More history expected at Wimbledon | Sunday Observer

More history expected at Wimbledon

2 July, 2023
Novak Djokovic
Novak Djokovic

Novak Djokovic is targeting more tennis history when he leads the star names at a Wimbledon where Andy Murray is aiming to roll back the years on the 10th anniversary of his first title.

Serbia's Djokovic, 36, goes for a record-equalling 24th Grand Slam victory and an eighth Wimbledon win to match Roger Federer's men's record.

With Rafael Nadal injured, Djokovic is one of the few iconic names left in the draws, although Britain's Murray and American Venus Williams, 43, are notable former champions who will be present.

Spain's Carlos Alcaraz is the men's world number one after winning the Queen's title last week, leading the next generation of ATP Tour stars trying to topple Djokovic.

British men's number one Cameron Norrie is aiming to replicate last year's stunning run to the semi-finals, while Katie Boulter leads the home contingent in the women's singles after a successful summer where she has reached a career-high ranking.

Boulter is the new British women's number one after replacing 2021 US Open champion Emma Raducanu, who is missing Wimbledon after surgeries on wrist and ankle injuries.

The dominant trio on the WTA Tour this year - Kazakh defending champion Elena Rybakina, Polish top seed Iga Swiatek and Belarusian second seed Aryna Sabalenka - are expected to be the women to beat.

Sabalenka is one of the most high-profile players back at the All England Club this year after the ban on Russian and Belarusian competitors was lifted.

Ranking points - stripped by the ATP and WTA in response to the ban - have been reinstated, while Wimbledon organisers have increased security measures after Just Stop Oil activists interrupted several sporting events.

Here are the main talking points from one of the highlights of the British sporting summer, which starts on Monday.

Shortly after Djokovic won a record-equalling 23rd men's major title by clinching the French Open, the Serb warned his younger rivals he was far from finished.

"The journey is still not over. If I'm winning Slams, why even think about ending the career that already has been going for 20 years?" he said.

"I still feel motivated and inspired to play the best tennis in these tournaments.

"These are the ones that count the most in the history of our sport."

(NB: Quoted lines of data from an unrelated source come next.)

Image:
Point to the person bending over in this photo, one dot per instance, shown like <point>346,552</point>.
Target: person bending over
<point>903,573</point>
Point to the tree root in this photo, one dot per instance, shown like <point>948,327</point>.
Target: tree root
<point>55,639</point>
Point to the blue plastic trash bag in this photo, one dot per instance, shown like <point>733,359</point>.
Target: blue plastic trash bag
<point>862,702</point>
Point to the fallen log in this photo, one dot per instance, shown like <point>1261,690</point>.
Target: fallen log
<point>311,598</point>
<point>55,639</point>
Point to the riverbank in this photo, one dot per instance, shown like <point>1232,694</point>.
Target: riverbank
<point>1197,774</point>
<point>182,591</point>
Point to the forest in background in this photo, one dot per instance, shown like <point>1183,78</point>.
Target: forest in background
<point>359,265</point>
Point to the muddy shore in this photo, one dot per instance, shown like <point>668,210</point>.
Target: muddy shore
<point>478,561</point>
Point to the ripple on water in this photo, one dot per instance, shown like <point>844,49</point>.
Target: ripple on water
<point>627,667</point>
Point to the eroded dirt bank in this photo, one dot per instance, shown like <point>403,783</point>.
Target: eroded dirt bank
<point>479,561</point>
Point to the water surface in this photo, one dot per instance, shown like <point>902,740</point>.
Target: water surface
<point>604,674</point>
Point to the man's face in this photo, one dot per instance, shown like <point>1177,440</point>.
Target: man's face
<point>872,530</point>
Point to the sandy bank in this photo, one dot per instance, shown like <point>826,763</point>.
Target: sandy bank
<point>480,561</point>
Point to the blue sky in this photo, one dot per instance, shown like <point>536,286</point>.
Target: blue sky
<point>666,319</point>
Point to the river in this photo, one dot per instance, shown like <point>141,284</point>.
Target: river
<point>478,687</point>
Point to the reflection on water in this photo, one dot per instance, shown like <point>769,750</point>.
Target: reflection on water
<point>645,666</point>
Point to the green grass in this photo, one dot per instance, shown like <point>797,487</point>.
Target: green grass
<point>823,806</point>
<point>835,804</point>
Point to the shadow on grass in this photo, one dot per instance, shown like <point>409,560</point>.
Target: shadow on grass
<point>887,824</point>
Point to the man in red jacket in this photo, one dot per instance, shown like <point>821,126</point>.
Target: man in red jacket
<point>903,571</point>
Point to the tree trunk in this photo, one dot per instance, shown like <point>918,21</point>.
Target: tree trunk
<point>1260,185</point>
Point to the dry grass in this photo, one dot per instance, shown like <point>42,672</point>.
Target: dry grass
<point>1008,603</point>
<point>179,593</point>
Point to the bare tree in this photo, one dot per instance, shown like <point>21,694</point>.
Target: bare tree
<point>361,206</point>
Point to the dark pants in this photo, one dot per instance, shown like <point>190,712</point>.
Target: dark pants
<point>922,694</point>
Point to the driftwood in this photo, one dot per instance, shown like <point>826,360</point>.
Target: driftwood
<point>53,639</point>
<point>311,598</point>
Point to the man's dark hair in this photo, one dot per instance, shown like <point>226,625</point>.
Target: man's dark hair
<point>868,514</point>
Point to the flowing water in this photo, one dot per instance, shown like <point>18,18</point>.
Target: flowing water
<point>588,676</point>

Having won the past four titles in SW19, and not lost a completed match there since 2016, Djokovic is seen as the favourite to lift the trophy again.

The seven-time champion could equal Margaret Court's all-time record of 24 Grand Slam singles titles and tie Federer's mark of eight men's singles wins at the All England Club.

Djokovic has cut back his schedule at tour level in recent years in a bid to peak at the right time for the four majors.

The strategy is working. With victory at Roland Garros, Djokovic has won six of the past eight majors he has played.

He again decided not to compete in a grass-court event before Wimbledon, instead playing an exhibition at the Hurlingham Club on Thursday.

Alcaraz, 20, is the man considered his likeliest challenger and proved his game suits the grass courts when he won the Queen's title, albeit without facing someone of Djokovic's calibre.